NOTE 2 SUMMARY OF SIGNIFICANT ACCOUNTING POLICIES
Nature of operations
The Company is currently in the mineral resource business and has not yet found mineral resources in commercially exploitable quantities and is engaged in exploring land in an effort to discover them. The Company has been in the exploration stage since its formation and has not realized any revenues from its planned operations.
Cash and cash equivalents
For the purpose of the statements of cash flows, all highly liquid investments with an original maturity of three months or less are considered to be cash equivalents. The carrying value of these investments approximates fair value. As of February 29, 2012 and May 31, 2011, there are no cash equivalents.
Fair value of financial instruments
Fair value estimates discussed herein are based upon certain market assumptions and pertinent information available to management as of February 29, 2012 and May 31, 2011. The respective carrying value of certain on-balance-sheet financial instruments approximated their fair values. These financial instruments include cash and accounts payable. Fair values were assumed to approximate carrying values for cash and payables because they are short term in nature and their carrying amounts approximate fair values or they are payable on demand.
Use of estimates
The preparation of financial statements in conformity with generally accepted accounting principles requires management to make estimates and assumptions that affect the reported amounts of assets and liabilities and disclosure of contingent assets and liabilities at the date of the financial statements and the reported amounts of revenue and expenses during the reporting period. Actual results could differ significantly from those estimates.

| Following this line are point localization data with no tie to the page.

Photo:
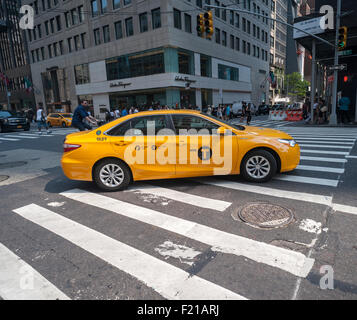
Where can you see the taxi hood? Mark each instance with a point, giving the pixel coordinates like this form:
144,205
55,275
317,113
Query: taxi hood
267,132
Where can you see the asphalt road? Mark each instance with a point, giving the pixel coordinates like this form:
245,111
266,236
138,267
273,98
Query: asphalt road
177,238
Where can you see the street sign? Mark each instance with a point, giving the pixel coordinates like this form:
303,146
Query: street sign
312,25
345,53
340,67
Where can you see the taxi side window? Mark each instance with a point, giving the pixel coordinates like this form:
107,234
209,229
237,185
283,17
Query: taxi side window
140,125
193,124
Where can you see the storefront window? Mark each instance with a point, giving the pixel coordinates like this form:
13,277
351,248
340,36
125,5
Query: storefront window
228,73
82,73
137,65
186,62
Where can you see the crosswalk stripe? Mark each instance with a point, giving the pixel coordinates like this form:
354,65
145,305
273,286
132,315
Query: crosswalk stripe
34,135
325,152
326,142
301,179
321,169
8,139
319,159
13,136
344,208
169,281
13,275
300,196
290,261
325,146
183,197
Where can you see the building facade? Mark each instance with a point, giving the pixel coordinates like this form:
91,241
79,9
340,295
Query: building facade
131,52
15,69
278,43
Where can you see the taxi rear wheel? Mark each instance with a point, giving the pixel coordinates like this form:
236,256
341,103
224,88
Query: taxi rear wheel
259,166
112,175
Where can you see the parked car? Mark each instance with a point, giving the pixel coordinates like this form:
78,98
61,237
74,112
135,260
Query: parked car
10,121
263,109
59,120
237,109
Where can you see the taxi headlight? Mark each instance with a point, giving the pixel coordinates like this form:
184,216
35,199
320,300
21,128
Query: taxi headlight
291,143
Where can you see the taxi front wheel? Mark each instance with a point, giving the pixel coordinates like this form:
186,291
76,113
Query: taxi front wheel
259,166
112,175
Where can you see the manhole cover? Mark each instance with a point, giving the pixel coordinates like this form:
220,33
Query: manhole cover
3,178
265,215
12,164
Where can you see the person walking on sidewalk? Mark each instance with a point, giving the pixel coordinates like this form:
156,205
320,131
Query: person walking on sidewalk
41,119
81,115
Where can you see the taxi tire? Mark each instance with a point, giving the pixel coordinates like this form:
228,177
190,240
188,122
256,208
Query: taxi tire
267,155
123,166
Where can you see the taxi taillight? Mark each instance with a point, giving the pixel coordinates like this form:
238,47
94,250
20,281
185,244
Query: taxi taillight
70,147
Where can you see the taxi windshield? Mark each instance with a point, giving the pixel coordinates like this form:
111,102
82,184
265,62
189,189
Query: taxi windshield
238,127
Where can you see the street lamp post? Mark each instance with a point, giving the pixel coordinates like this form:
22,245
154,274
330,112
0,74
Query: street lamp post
333,116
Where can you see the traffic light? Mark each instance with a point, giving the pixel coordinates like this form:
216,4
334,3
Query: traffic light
342,38
200,25
208,20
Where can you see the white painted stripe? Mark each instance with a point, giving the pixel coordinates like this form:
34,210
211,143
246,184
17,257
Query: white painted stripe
325,152
13,275
300,179
34,135
300,196
319,159
326,142
290,261
169,281
8,139
324,146
183,197
325,139
13,136
345,209
321,169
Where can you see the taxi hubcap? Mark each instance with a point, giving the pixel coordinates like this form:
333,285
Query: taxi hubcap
258,167
111,175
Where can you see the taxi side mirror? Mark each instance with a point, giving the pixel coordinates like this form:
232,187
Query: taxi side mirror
221,131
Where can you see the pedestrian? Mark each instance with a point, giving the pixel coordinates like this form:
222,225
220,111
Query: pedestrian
344,104
41,119
81,115
248,112
117,113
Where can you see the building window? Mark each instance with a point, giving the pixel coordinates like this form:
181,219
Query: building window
135,65
118,30
81,73
228,73
156,18
143,18
116,4
94,6
177,19
97,40
129,27
106,34
188,23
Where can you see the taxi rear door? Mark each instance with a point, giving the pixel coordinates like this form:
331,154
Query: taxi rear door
201,151
149,151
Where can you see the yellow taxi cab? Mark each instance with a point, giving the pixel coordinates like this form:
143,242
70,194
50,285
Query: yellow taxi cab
175,144
59,120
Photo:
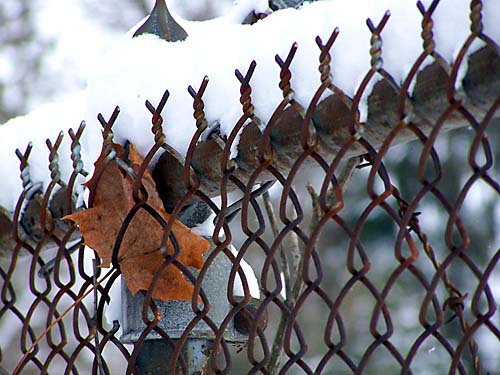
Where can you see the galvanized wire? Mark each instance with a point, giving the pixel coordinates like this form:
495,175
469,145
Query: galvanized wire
353,256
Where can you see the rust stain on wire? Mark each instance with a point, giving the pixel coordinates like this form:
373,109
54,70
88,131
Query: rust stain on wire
325,135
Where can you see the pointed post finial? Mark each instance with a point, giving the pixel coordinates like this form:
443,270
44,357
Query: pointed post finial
161,23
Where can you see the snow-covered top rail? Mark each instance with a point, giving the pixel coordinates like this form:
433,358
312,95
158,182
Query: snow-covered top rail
319,80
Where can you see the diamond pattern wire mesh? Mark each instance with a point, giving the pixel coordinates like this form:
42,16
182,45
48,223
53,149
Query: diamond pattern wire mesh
388,257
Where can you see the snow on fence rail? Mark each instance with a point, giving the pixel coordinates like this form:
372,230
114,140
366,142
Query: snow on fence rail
329,261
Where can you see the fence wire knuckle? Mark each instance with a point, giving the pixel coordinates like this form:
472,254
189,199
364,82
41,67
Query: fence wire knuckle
367,259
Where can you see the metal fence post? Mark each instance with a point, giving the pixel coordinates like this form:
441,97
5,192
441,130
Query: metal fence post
155,354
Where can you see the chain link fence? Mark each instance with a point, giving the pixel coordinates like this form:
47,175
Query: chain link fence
373,254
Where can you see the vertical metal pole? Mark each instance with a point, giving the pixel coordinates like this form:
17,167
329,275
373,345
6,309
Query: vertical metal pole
155,353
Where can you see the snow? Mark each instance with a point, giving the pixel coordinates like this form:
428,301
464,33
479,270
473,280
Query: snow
137,69
253,284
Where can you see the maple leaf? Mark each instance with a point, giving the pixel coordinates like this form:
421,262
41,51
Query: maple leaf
139,255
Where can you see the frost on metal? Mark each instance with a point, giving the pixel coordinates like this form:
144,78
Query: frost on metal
432,98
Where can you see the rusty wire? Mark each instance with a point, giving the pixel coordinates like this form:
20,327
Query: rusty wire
313,328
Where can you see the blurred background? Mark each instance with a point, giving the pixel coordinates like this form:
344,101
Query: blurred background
48,46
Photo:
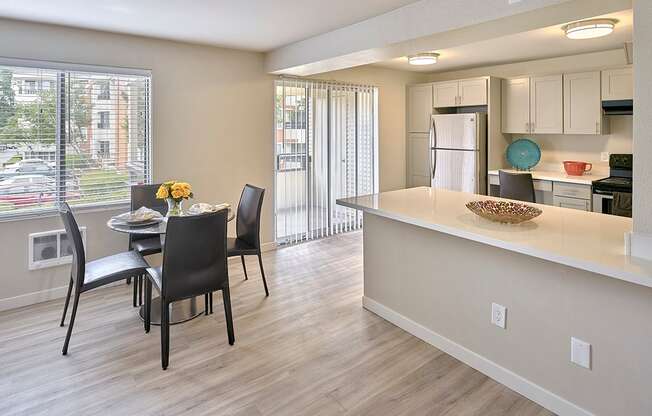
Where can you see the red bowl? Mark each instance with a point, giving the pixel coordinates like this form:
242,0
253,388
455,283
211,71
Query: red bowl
575,168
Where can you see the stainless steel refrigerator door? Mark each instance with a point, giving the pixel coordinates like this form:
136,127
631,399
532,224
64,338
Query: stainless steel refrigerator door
455,131
455,170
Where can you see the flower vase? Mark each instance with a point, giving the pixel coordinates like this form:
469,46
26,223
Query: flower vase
174,207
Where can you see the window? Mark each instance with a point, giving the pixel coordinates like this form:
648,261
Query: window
326,148
61,141
104,151
104,120
105,91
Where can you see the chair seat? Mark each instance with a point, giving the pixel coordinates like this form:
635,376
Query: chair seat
113,268
238,247
147,246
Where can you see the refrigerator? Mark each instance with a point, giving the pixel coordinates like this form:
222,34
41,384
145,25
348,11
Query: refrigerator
458,152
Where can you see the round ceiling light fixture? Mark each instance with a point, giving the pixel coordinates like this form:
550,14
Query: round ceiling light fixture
426,58
589,29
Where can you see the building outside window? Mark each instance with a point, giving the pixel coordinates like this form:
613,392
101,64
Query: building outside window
75,147
104,120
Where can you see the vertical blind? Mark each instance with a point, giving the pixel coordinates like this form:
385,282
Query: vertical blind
326,147
66,135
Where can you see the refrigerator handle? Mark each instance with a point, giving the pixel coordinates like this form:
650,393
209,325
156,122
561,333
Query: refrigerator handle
433,147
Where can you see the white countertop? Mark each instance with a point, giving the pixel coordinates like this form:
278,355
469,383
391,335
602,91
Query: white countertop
579,239
557,176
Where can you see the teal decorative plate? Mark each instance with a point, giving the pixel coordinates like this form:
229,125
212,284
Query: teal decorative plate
523,154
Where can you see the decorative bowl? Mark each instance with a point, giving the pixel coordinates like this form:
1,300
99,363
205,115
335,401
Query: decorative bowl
523,154
505,212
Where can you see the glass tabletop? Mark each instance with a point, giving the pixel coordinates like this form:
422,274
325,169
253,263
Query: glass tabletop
153,229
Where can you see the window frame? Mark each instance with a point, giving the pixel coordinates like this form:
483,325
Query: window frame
63,68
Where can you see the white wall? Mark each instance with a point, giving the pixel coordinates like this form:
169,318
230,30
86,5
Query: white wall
556,148
643,121
212,126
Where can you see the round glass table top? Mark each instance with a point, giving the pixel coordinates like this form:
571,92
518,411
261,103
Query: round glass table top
153,229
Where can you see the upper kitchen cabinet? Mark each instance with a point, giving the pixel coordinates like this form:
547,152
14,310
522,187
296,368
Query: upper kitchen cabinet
446,94
546,112
618,84
419,103
516,105
533,105
460,93
582,104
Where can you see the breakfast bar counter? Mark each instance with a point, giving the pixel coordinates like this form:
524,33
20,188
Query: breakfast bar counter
434,268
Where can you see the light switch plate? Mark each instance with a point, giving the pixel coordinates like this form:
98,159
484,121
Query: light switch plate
581,353
498,315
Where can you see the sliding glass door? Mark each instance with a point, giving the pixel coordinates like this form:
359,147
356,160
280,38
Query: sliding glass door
326,149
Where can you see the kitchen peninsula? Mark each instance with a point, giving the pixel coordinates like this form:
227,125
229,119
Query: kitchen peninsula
434,269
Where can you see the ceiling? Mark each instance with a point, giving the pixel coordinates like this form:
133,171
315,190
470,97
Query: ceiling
259,25
536,44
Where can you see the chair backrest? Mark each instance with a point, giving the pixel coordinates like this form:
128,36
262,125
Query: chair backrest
517,186
194,258
247,225
145,196
74,236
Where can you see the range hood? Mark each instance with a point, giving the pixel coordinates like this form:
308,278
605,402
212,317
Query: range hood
618,107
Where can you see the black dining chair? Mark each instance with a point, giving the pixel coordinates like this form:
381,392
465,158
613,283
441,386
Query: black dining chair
194,263
517,186
85,276
145,196
247,228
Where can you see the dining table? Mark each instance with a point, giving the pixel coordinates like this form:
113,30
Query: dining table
180,311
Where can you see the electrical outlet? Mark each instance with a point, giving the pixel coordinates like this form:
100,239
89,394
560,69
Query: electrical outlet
581,353
498,315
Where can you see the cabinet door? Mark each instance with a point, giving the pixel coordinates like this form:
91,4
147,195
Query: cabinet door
446,94
582,104
516,105
418,159
473,92
419,108
618,84
546,104
572,203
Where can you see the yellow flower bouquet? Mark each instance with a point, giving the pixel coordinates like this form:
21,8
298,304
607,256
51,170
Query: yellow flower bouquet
174,193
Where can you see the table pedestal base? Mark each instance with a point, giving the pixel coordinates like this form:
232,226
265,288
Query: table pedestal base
180,311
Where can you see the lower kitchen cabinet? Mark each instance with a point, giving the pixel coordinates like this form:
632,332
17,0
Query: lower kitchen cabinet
573,203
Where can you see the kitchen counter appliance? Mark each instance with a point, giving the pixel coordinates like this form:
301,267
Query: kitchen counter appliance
613,195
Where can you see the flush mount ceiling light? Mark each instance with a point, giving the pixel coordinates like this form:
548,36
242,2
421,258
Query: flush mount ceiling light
588,29
423,58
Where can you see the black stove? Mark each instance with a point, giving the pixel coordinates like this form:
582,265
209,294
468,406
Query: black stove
618,187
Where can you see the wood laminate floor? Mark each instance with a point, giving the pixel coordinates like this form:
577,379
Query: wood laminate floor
308,349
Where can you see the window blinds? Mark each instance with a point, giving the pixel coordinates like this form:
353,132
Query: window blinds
79,137
326,149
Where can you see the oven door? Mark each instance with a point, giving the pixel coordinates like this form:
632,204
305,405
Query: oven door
602,202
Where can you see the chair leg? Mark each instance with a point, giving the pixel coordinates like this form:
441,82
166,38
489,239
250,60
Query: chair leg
165,334
244,267
148,305
226,296
140,290
65,306
72,323
262,272
135,291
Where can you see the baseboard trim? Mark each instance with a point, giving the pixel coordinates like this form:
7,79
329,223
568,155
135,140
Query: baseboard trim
532,391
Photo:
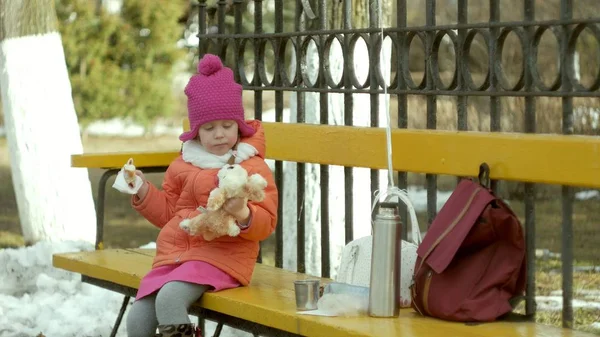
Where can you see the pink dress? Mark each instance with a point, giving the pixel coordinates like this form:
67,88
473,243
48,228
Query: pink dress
198,272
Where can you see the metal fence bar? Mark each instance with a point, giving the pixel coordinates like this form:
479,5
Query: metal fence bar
566,67
401,21
324,169
374,38
431,105
530,121
238,11
461,101
279,68
495,59
256,80
348,120
300,168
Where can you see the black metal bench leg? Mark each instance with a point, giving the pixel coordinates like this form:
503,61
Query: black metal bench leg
113,333
100,206
218,329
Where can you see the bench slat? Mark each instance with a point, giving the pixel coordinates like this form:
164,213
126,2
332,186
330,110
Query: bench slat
511,156
269,300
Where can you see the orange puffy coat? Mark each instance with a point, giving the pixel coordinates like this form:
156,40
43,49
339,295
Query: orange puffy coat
184,188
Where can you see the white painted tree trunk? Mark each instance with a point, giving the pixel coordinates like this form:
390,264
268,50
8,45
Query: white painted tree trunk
54,200
362,196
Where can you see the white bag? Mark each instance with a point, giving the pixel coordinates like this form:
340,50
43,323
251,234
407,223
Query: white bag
121,185
355,263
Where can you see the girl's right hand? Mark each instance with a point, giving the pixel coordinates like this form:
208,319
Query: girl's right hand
141,194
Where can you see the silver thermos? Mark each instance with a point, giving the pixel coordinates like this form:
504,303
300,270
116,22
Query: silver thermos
384,291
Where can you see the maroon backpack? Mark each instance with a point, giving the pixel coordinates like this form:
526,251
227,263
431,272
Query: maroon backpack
472,259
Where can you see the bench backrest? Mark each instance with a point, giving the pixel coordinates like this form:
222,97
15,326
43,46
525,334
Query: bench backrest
536,158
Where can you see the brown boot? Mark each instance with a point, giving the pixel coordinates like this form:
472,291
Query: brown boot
178,330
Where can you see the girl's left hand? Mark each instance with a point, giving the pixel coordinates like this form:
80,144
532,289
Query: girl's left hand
238,208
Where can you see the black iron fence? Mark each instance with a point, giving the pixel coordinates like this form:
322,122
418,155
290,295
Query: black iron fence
295,26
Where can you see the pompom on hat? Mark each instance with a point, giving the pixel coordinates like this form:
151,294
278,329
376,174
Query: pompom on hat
213,95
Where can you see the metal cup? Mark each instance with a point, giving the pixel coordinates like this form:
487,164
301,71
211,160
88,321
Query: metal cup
307,294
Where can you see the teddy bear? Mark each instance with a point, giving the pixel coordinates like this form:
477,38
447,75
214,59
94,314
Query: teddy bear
214,221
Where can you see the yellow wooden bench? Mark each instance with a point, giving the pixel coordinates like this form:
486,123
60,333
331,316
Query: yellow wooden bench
267,305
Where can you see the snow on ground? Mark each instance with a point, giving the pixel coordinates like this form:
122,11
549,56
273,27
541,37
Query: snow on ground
37,298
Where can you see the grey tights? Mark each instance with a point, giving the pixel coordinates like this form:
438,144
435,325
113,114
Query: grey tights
167,306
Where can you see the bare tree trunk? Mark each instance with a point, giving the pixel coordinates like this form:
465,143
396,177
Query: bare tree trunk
54,200
361,116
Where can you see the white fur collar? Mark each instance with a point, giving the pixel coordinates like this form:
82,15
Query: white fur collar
196,154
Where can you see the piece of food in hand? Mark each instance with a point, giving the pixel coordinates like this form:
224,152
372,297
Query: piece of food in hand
129,171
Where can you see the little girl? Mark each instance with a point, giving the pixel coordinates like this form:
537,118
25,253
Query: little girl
186,266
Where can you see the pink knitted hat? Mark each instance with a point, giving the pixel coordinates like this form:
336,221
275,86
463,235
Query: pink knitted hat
212,95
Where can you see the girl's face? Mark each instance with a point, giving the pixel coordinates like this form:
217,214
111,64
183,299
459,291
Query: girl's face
219,136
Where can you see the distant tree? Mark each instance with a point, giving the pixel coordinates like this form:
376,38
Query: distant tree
54,200
121,64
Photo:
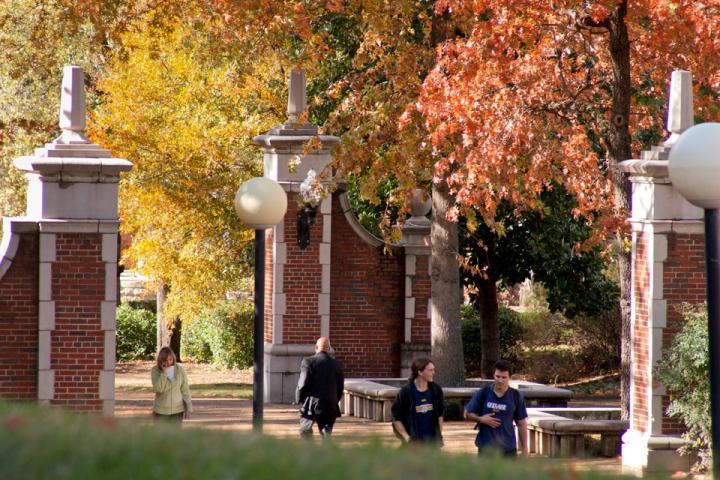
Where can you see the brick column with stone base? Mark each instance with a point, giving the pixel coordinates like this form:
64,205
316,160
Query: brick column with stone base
72,212
668,269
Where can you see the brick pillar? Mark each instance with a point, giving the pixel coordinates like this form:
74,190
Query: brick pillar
297,302
416,247
72,203
667,269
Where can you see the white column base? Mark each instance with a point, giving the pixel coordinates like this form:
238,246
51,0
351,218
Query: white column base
282,370
656,453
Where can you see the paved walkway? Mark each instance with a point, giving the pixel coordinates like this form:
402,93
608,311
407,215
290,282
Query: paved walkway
282,420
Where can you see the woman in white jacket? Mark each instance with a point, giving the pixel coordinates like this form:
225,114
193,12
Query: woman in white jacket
170,384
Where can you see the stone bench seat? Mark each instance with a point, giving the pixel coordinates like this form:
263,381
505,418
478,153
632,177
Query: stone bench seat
564,432
372,398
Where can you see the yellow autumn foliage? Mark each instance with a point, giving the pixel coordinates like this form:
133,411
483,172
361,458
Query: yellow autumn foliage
183,104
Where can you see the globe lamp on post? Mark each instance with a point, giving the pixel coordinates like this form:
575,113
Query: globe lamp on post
260,203
694,168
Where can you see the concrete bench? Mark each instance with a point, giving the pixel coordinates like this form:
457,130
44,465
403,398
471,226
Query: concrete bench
564,432
372,398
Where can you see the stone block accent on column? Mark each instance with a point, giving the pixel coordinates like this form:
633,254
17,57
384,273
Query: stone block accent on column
667,270
416,247
72,204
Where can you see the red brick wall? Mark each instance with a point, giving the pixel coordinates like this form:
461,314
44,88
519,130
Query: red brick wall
19,323
640,343
683,282
367,303
421,292
78,285
302,280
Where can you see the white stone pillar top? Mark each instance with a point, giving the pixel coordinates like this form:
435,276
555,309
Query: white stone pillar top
72,99
71,154
680,105
297,96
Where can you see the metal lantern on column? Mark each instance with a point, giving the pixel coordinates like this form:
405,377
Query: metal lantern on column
694,168
260,203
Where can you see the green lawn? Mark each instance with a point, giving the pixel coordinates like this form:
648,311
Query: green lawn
41,443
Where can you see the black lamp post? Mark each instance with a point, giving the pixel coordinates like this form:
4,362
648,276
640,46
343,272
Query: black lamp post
260,203
694,168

The Company has evaluated the recent accounting pronouncements through ASU 2011-12 and believes that none of them will have a material effect on the Companys financial statements.
Earnings per share
The Company follows ASC Topic 260 to account for the earnings per share. Basic earnings per common share calculations are determined by dividing net income by the weighted average number of shares of common stock outstanding during the year. Diluted earnings per common share calculations are determined by dividing net income by the weighted average number of shares of common shares and dilutive share equivalents outstanding. During periods when common stock equivalents, if any are anti-dilutive they are not considered in the computation.